Entertainment – Manchester is particularly good for NH entertainment. From the 10,000 seat Verizon Wireless Arena on down, the city has several venues for productions of all sizes. There is always something going on. Your best option is to locate a copy of the Hippoupon arrival (distributed in more than 1200 locations) and scan the numerous listings. Their print vs. online versions have no comparison – pick up a copy!
If you are dying to use French language skills, or would enjoy knowing more about the culture, check out the many programs, lectures and informal gatherings offered by the Franco-American Centre.
If you have kids, you may want to visit Livingston Park, or travel to 6-7 miles north to Hooksett, and visit the Cinimagic & IMAX theater, Space Center or Cowabunga’s or 10-12 miles east to Charmingfare Farm or Liquid Planet Water Park. For sky-high adventure, travel 15 minutes south to SkyVenture and be sure to try their new wave pools, etc.
Museums - The city has several diverse museums, the largest two being the Currier Museum of Art and the See Science Center. Kids will especially enjoy the latter with their many 'hands on' exhibits. Others include:
The Amoskeag Hydro Station sponsors the Amoskeag Fishways, an environmental learning center featuring a 54 step fish ladder.
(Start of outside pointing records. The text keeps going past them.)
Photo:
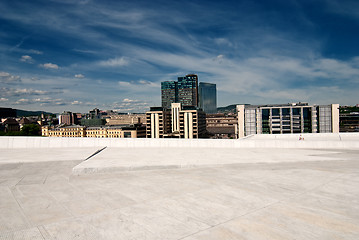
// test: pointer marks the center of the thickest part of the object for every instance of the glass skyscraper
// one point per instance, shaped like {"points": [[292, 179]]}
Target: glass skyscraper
{"points": [[169, 93], [208, 97], [188, 90], [184, 91]]}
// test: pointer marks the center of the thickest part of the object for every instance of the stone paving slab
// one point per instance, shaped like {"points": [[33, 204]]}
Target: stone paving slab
{"points": [[127, 159], [312, 194], [24, 155]]}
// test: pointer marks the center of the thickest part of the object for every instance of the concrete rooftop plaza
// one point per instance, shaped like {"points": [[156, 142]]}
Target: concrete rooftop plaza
{"points": [[261, 187]]}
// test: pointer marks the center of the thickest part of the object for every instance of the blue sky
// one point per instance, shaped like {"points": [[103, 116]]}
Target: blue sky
{"points": [[58, 55]]}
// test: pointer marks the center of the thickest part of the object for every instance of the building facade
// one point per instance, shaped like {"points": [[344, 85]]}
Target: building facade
{"points": [[287, 119], [222, 126], [169, 93], [158, 121], [136, 131], [179, 122], [208, 97], [184, 91], [188, 90]]}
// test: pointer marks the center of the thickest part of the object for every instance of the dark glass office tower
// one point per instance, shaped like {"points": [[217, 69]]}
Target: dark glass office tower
{"points": [[188, 90], [208, 97], [169, 93]]}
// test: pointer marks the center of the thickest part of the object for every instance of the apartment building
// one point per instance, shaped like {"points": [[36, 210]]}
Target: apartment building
{"points": [[287, 119], [179, 122]]}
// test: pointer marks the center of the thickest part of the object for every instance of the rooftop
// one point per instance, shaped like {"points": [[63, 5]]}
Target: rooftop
{"points": [[261, 187]]}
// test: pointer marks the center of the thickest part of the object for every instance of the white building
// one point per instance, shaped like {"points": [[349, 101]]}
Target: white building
{"points": [[287, 119]]}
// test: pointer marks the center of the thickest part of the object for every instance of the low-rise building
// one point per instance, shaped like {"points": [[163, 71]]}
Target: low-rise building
{"points": [[222, 126], [64, 131], [136, 131], [126, 119]]}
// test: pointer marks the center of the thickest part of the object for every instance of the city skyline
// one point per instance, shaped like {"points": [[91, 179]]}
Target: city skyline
{"points": [[66, 55]]}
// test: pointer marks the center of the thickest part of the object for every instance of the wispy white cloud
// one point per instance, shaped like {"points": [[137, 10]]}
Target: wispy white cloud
{"points": [[49, 66], [27, 59], [114, 62], [8, 78], [10, 92], [79, 76]]}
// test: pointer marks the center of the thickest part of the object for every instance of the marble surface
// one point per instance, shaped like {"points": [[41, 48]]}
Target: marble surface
{"points": [[256, 194]]}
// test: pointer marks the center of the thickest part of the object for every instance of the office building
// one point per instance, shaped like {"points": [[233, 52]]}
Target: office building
{"points": [[184, 91], [158, 122], [169, 93], [208, 97], [179, 122], [287, 119], [7, 113], [188, 90]]}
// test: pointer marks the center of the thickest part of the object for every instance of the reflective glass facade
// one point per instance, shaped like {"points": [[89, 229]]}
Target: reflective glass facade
{"points": [[208, 97], [188, 90], [169, 93]]}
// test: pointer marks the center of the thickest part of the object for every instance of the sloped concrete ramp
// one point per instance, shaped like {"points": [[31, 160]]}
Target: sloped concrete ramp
{"points": [[134, 159]]}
Sports – Manchester is home to a small ski area, and two semi pro sports teams, the Manchester Monarchs and NH Fisher Cats. 22 Miles northwest will bring you to Pat’s Peak, a quite nice ski area.
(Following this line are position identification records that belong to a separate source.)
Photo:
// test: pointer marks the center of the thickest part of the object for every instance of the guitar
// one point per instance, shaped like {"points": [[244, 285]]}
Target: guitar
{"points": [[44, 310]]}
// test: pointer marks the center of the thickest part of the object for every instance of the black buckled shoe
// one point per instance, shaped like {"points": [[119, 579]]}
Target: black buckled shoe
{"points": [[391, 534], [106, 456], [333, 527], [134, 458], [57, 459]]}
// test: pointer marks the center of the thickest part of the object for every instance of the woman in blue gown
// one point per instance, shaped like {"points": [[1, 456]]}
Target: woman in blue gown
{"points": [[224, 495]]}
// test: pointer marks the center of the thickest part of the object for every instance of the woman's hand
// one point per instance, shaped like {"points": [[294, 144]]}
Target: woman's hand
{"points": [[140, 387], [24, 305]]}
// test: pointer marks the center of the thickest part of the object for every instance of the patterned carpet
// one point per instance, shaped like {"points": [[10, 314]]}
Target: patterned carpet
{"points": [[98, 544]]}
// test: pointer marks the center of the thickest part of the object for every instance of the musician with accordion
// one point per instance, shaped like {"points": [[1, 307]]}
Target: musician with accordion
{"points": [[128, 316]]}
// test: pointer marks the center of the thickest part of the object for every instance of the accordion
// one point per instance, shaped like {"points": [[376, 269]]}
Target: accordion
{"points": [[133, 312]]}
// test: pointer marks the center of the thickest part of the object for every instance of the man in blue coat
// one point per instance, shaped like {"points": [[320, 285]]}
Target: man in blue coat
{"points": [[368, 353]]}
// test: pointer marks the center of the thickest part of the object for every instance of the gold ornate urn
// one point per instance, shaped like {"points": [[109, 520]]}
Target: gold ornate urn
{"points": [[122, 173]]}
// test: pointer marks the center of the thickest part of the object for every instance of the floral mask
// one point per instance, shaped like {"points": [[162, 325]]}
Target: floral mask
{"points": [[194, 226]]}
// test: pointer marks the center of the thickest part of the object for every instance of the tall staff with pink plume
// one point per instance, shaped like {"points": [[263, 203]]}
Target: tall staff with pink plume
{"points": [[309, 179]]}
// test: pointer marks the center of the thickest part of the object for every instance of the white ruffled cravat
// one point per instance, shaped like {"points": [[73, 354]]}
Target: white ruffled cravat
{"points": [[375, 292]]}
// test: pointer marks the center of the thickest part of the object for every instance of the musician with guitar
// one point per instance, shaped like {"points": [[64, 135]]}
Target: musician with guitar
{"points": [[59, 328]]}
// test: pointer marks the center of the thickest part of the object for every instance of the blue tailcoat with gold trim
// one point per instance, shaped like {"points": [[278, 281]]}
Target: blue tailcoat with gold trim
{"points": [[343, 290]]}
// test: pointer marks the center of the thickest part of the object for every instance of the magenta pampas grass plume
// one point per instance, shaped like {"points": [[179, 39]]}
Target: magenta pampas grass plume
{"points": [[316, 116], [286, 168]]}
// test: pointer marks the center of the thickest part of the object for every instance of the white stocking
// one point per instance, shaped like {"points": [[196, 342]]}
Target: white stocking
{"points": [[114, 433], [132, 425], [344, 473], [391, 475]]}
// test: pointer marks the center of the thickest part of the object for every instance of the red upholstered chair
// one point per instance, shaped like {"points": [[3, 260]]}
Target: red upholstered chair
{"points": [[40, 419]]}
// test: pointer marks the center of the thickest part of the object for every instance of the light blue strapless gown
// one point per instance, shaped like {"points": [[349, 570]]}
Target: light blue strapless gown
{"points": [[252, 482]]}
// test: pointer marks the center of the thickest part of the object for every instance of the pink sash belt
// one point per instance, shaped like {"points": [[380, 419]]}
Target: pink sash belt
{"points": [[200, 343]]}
If you are still looking for more, and are willing to travel out a little further, consult www.tripbuzz.com or www.DirectoryNH.com.
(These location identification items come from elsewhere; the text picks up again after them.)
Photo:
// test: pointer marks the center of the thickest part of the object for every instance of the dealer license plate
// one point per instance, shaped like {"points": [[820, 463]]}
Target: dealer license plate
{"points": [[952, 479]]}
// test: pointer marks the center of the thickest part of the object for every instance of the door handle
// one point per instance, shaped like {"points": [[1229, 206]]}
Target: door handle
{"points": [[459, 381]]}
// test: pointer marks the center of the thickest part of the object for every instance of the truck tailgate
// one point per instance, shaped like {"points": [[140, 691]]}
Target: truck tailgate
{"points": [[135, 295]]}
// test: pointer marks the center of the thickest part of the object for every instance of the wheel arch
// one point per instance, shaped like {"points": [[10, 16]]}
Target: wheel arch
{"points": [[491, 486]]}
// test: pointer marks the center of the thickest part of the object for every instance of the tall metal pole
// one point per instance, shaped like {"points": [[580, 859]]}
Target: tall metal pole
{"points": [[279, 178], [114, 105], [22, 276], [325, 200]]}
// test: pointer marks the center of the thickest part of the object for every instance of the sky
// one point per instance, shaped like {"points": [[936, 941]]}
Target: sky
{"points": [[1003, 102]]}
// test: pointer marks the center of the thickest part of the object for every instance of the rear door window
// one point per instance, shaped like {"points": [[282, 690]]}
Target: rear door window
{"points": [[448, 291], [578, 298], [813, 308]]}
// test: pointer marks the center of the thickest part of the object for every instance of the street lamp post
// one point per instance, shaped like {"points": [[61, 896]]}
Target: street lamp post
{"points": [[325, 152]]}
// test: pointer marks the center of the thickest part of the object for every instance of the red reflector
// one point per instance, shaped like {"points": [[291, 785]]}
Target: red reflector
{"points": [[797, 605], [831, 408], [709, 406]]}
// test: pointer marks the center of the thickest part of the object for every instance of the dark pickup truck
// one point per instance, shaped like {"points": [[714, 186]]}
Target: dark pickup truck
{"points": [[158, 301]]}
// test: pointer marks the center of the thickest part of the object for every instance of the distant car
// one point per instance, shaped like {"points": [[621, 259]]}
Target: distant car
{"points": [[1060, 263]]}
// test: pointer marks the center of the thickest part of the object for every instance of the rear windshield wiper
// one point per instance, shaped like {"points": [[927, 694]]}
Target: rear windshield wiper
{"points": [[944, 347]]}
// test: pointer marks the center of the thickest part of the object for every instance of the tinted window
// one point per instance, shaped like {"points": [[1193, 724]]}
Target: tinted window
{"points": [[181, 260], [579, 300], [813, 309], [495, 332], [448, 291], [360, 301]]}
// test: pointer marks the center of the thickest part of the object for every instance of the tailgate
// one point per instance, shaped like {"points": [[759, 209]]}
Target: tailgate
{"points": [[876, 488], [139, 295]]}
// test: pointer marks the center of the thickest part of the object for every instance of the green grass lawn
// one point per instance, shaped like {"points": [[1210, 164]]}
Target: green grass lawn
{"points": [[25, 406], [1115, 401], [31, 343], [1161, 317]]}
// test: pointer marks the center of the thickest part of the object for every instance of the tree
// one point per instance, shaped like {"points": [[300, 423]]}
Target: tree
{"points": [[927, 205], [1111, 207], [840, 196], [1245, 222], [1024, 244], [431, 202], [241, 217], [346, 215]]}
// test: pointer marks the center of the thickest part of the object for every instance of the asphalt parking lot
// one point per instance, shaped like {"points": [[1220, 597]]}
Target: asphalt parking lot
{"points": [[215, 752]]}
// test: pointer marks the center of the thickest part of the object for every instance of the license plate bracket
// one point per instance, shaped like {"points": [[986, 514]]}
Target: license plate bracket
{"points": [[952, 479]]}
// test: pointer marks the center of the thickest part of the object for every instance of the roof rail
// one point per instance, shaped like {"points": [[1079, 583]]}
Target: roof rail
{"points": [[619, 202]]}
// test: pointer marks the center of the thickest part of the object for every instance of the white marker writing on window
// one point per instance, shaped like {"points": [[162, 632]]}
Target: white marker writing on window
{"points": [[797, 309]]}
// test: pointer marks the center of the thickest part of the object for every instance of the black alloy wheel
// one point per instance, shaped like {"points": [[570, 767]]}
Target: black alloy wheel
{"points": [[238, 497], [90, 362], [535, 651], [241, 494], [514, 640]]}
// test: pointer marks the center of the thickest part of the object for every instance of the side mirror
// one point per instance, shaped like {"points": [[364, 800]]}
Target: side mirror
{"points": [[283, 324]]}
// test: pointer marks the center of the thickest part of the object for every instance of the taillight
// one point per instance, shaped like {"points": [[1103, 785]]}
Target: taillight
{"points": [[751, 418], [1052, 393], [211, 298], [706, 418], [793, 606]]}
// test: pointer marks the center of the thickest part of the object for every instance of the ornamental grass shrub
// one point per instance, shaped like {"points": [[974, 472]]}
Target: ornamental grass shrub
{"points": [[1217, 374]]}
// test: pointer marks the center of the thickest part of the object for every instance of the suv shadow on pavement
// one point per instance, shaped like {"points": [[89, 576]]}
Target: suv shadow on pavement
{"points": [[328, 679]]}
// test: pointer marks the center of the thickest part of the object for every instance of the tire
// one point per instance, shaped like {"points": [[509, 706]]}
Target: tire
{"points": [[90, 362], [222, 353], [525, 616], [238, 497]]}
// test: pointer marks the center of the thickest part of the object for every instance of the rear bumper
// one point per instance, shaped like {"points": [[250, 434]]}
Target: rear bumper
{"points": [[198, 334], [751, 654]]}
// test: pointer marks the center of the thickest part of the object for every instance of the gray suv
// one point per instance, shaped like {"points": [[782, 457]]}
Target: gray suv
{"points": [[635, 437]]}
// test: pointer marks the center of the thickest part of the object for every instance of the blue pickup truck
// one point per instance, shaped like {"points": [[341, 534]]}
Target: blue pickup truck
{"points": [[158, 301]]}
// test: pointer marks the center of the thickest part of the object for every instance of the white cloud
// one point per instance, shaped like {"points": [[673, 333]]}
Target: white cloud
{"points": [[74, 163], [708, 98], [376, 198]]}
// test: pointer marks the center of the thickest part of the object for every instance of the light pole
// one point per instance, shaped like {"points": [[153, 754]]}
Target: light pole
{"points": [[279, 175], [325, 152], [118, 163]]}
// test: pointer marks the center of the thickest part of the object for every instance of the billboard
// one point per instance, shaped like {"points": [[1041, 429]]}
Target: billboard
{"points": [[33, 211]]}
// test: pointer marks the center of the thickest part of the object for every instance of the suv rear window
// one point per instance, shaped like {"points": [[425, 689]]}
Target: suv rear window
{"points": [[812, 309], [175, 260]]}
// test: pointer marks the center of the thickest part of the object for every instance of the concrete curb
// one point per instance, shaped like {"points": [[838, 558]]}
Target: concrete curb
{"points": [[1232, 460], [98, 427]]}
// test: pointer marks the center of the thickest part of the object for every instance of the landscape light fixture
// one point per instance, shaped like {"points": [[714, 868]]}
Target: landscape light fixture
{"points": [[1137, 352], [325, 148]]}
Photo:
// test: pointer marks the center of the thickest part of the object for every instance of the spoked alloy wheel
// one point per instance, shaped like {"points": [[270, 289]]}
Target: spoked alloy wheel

Manchester is NH’s and Northern New England’s largest city with a population of about 110,000 and is often found in lists of ‘most livable’ cities, etc. It’s located on the banks of the Merrimack River and is near Massabesic Lake. Envisioned, planned and built as a great industrial center, in large part because of river enabled turbine power, Manchester became home to the largest cotton mill in the world. Other products included shoes, cigars, paper, rifles, sewing machines, fire engines and railroad locomotives. The many factories were immigration magnets for worker hungry factories. French Canadians were the predominate respondents.
Today most heavy manufacturing has left the city but the numerous historic mill buildings have been reborn as offices, museums, light manufacturing and retail spaces. Now a commercial, cultural and education center, Manchester's economy is quite vibrant and hosts several colleges, museums, the 10,000 seat Verizon Wireless Arena, a large mall and several shopping centers. The downtown area is heavily trafficked and quite diverse.
Almost all the Metro Manchester lodging is ‘national brand,’ typical accommodations. With high real estate costs, and few nearby bodies of water, area cabin and cottage offerings are few.